Elevated visceral obesity by VFA is associated with increased surgical complexity, postoperative morbidity, postoperative stay and hospitalization expenses for RCCC patients and may be superior to BMI for renal cancer outcome assessment. VFA may be a useful index for the evaluation and calculation of RCCC aggressiveness.
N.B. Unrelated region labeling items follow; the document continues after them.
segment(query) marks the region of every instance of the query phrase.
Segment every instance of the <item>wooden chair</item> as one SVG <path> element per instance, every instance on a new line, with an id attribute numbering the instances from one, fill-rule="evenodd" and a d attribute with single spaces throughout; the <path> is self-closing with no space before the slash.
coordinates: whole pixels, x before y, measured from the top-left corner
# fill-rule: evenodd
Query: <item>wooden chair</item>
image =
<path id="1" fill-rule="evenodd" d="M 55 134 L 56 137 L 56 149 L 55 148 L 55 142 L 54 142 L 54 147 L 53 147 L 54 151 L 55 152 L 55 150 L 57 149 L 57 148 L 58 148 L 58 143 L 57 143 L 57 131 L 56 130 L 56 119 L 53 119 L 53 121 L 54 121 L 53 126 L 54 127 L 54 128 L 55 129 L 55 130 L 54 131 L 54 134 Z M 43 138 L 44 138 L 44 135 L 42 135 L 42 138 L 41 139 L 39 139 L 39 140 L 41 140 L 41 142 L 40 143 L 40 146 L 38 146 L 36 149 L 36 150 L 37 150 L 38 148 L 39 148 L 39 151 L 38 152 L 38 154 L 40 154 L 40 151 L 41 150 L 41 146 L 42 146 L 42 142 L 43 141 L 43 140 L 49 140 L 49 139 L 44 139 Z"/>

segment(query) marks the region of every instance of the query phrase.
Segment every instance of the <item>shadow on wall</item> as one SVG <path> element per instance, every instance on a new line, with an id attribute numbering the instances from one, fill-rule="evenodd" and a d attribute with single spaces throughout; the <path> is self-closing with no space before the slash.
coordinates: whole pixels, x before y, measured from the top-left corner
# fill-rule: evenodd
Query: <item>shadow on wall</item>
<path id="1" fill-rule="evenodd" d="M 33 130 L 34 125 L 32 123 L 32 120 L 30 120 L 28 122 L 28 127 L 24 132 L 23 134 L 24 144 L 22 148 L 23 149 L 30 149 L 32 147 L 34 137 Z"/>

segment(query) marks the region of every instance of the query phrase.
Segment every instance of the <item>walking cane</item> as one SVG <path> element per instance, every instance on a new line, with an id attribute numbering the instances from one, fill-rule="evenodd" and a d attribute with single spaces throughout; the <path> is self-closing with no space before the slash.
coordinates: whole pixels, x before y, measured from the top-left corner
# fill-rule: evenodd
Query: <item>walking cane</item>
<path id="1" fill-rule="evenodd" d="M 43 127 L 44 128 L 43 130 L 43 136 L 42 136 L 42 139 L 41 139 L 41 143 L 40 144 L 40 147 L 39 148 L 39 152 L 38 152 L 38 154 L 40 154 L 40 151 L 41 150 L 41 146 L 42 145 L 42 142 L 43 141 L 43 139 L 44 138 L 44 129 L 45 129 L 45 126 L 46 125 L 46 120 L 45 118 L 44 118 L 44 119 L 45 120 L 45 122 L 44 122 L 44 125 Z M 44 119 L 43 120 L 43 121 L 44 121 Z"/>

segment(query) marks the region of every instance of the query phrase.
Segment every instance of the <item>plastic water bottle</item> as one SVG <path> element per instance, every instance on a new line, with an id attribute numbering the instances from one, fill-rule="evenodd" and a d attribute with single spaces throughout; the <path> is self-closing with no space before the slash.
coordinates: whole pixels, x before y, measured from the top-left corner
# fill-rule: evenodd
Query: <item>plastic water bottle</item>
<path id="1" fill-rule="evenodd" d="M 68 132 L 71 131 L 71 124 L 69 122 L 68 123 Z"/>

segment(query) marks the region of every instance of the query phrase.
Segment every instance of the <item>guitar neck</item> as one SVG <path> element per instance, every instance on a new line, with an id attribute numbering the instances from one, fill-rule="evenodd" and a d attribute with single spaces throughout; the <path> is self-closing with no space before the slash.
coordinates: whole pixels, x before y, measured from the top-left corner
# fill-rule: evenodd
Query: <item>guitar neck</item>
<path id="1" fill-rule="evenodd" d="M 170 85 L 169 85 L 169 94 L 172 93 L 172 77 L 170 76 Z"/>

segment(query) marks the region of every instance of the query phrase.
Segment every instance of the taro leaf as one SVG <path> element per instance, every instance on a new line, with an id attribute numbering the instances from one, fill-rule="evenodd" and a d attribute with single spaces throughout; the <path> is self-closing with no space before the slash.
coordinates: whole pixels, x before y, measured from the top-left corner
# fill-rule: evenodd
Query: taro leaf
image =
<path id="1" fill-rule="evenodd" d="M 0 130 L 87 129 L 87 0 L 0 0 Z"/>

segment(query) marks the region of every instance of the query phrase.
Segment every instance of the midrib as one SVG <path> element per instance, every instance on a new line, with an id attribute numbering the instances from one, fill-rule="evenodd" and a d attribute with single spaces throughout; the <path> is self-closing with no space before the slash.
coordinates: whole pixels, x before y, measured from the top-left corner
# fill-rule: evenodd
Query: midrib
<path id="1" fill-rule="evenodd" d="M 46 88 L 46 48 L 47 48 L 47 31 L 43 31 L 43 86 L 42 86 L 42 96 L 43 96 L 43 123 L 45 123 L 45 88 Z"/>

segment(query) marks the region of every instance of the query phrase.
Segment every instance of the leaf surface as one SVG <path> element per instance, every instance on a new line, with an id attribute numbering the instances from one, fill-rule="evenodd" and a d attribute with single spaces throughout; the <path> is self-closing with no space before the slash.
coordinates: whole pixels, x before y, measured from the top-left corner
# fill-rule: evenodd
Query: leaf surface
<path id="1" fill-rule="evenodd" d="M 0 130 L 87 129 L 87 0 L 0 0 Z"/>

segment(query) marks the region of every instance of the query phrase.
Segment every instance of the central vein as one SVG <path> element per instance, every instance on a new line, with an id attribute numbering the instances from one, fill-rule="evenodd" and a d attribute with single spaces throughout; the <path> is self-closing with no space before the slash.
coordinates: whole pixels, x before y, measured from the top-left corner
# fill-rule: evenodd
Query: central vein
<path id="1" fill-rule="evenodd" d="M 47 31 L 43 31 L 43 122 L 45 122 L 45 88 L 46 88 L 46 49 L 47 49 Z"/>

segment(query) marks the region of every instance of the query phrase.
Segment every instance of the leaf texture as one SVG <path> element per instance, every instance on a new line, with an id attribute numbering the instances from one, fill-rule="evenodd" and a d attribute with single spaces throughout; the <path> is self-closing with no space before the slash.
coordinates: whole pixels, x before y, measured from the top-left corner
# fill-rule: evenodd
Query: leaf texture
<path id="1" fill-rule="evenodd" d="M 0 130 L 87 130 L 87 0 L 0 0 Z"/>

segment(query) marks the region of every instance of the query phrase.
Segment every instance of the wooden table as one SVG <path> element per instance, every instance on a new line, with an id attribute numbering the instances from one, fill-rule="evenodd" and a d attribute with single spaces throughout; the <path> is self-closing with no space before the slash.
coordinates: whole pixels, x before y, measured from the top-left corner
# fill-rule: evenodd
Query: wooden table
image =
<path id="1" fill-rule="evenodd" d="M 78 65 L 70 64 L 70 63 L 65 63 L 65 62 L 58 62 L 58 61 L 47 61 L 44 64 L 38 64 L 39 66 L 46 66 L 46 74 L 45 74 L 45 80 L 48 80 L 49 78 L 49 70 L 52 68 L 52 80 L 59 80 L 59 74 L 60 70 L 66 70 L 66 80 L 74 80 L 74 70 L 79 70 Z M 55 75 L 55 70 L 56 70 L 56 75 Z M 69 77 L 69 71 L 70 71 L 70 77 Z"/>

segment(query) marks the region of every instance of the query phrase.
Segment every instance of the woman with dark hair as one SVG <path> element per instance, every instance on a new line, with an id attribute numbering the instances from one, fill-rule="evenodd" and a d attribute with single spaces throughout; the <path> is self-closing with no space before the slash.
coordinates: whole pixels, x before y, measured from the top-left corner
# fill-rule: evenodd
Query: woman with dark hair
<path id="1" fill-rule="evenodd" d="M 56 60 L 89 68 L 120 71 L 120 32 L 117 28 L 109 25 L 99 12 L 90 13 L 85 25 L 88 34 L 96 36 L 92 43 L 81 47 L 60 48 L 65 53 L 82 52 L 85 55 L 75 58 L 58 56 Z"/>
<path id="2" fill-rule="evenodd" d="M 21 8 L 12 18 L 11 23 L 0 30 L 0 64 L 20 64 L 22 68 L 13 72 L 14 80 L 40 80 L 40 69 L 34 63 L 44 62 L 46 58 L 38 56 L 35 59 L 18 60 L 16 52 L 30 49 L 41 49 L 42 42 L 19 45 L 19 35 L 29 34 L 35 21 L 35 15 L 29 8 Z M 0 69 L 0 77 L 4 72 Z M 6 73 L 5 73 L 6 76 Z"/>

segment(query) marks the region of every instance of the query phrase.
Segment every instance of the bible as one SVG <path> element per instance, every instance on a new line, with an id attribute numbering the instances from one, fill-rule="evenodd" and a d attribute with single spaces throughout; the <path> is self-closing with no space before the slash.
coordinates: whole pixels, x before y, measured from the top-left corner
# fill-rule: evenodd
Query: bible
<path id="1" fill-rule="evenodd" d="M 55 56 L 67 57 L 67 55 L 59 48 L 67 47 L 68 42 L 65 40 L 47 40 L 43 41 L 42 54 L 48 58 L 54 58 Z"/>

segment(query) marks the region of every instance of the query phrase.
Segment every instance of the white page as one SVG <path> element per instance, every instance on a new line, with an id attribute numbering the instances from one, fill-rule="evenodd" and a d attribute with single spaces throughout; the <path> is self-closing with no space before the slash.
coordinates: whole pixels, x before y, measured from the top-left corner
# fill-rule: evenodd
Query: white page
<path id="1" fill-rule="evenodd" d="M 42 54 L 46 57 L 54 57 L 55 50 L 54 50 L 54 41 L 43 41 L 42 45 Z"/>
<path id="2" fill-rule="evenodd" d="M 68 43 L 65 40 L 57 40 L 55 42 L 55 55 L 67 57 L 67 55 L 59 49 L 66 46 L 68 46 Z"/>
探讨 CT 测量的内脏肥胖与肾透明细胞癌(RCCC)患者短期术后结局的关系。
在这项回顾性研究中,根据术前 CT 测量的肥胖指标[肥胖:内脏脂肪面积(VFA)>100cm,BMI≥28kg/m],将 76 例接受单侧腹腔镜根治性肾切除术治疗 I-III 期肾癌的患者分为肥胖或非肥胖组。比较两组间临床变量、Fuhrman 分级、手术时间、估计失血量(EBL)、术后并发症、术后住院时间、引流时间和住院费用。
肥胖患者的 Fuhrman 分级显著高于非肥胖患者(p=0.018)。VFA 或 BMI 肥胖患者的手术时间明显长于非肥胖患者(171.6±68.9 比 140.8±35.5min,p=0.012 和 197.2±67.2 比 153.2±57.7min,p=0.013)。VFA 或 BMI 肥胖患者的 EBL 也明显多于非肥胖患者(132.0±120.7 比 83.8±53.4ml,p=0.018 和 215.3±165.0 比 92.5±68.8ml,p=0.013)。与非肥胖患者相比,VFA 肥胖(而非 BMI)患者术后发生并发症的可能性更大:VFA(26.9%比 4.2%,p=0.045)和 BMI(33.3%比 16.4%,p=0.265)。此外,VFA 肥胖(而非 BMI)患者的术后住院时间也更长:VFA(8.7±2.5 比 7.5±1.4 美元,p=0.013)和 BMI(9.1±2.9 比 8.1±2.1 美元,p=0.209)。肥胖患者的费用也高于非肥胖患者:VFA(7570.9±2674.3 比 6368.8±1289.8 美元,p=0.040)和 BMI(8390.8±2929.7 比 6896.3±2159.1 美元,p=0.029)。
VFA 升高的内脏肥胖与 RCCC 患者手术复杂性增加、术后发病率、术后住院时间和住院费用增加相关,且可能优于 BMI 用于评估肾癌患者的预后。VFA 可能是评估和计算 RCCC 侵袭性的有用指标。